I await the predictable comments especially of the photo
I also wonder if the ufo hotline limits his calls to two a week

*Go to Original Article*


----------



## redbellybite (Sep 11, 2009)

arrrrrrrrrrr love the pic ...see people this is what the term 'SHOVEL SHERRIF" is and these type of people make my blood boil !!
Also they are the highest at risk to be bitten by a ven ,due to the uniform they wear ..the stubbie shorts and thongs and the over powering smell of their mouthwash ...usually a strong yeasty smell and seems to have plenty of it ;.) ....


----------



## TahneeMaree (Sep 11, 2009)

Grr, if he's bent on killing the poor NON-VENOMOUS thing, then he should at least be a man and put down the shovel and use his bare hands, even then it's an unfair fight by a LONG shot... 

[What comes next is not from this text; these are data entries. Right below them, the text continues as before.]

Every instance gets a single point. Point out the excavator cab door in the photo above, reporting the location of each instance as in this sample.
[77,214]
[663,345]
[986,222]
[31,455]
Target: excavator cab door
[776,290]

I wanna take that shovel and use it to smack that ugly grinn of his face... and OMG put some longer pant's on or close your legs dude! he's just screaming "I'm a shovel weilding bogan!"


----------



## bubbaloush (Sep 11, 2009)

yep hes a hero or trying to be


----------



## TahneeMaree (Sep 11, 2009)

He looks like he stinks of rat too, maybe that's what's attracting the snake >_>


----------



## channi (Sep 11, 2009)

He lives in a shed, what does he expect??? Idjut.


----------



## smacktart (Sep 11, 2009)

HE lives in a bloody tin shed that doesnt have corners he is just asking for it


----------



## webcol (Sep 11, 2009)

Why is he living in a shed with missing walls?


----------



## redbellybite (Sep 11, 2009)

channi said:


> He lives in a shed, what does he expect??? Idjut.


 hey not all of us shed dwellers are like that ...am soon to be moving in our shed ...:lol::lol:


----------